近い将来にくるとされている南海トラフ地震。「大きな地震がくる」とはわかっているものの、具体的にどのあたりで起こる地震で、沖縄にはどのような被害が発生する可能性があるのかまで知っているという方は少ないのではないでしょうか?
そこで今回は、南海トラフ地震とはどのような地震なのかということを解説したうえで、沖縄で想定されている被害やすぐにできる備えについてご紹介します。

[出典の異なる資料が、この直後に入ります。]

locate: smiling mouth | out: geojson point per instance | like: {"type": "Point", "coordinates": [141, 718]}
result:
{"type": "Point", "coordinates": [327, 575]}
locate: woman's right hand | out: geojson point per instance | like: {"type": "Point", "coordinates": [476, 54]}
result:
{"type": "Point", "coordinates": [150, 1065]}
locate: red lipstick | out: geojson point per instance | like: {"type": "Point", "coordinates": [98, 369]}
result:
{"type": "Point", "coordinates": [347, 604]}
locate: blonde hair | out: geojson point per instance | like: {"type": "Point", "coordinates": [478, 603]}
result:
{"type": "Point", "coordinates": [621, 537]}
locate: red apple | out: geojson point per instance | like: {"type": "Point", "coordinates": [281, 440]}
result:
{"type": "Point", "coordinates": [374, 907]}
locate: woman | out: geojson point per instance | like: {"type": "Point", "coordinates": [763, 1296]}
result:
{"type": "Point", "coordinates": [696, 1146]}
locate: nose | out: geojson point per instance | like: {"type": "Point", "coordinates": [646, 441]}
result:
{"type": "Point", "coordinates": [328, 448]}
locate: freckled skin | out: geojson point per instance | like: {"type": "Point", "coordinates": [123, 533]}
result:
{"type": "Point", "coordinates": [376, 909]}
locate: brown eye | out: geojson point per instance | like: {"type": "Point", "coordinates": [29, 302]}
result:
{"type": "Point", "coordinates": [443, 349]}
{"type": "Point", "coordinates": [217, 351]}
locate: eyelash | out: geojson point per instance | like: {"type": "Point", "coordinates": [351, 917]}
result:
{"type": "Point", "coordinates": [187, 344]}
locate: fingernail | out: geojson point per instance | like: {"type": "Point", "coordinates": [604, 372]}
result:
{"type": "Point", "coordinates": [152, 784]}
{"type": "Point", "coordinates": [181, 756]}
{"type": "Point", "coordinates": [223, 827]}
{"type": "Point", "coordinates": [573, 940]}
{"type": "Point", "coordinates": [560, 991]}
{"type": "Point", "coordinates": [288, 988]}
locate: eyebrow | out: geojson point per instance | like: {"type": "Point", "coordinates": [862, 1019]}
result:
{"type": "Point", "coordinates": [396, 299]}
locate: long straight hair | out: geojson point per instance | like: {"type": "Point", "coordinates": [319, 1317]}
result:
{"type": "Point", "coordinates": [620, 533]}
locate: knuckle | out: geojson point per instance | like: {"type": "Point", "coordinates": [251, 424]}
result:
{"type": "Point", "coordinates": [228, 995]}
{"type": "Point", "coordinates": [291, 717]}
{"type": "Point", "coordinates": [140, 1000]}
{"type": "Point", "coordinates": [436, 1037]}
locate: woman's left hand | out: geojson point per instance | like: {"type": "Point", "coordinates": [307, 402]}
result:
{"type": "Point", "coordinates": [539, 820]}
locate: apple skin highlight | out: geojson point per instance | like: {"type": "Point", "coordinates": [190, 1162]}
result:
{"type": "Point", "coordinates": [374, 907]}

万が一のときに自分自身や家族を守れるように、ぜひ読んでみてください。
もくじ
沖縄も無関係ではない?南海トラフ地震とは?
南海トラフ地震とは、駿河湾から日向灘沖にかけてのプレート境界を震源として発生し、過去にも大きな被害をもたらしてきた大規模地震のことです。
大きな地震は日本全国で発生していますが、なぜこんなにも南海トラフ地震が危険だとされているのでしょうか?
その理由は、最大クラスの大きな地震に加えて、大規模な津波が想定されているからです。
気象庁の発表によると、南海トラフ地震が発生した場合、宮崎県から静岡県にかけての一部地域では最大震度7、広い地域で震度6強から震度6弱の強い揺れが想定されています。
また、九州地方から関東地方の太平洋沿岸部では10mを超える大津波が想定されているのです。
南海トラフ地震は100〜150年間隔で繰り返し発生しており、前回の南海トラフ地震(1944年の昭和東南海地震・1946年の昭和南海地震)発生から70年以上が経過していることから、次の南海トラフ地震が発生するのも近いといわれています。
参照:南海トラフ地震とは|気象庁
南海トラフ地震で想定される震度や津波の高さ|気象庁
南海トラフ地震で想定される沖縄県への被害
近いうちに南海トラフ地震が発生するとされていますが、上記でご紹介したとおり大きな被害が想定されているのは本土のため、「本土と離れている沖縄にはあまり関係ない」と思っている方もいるのではないでしょうか?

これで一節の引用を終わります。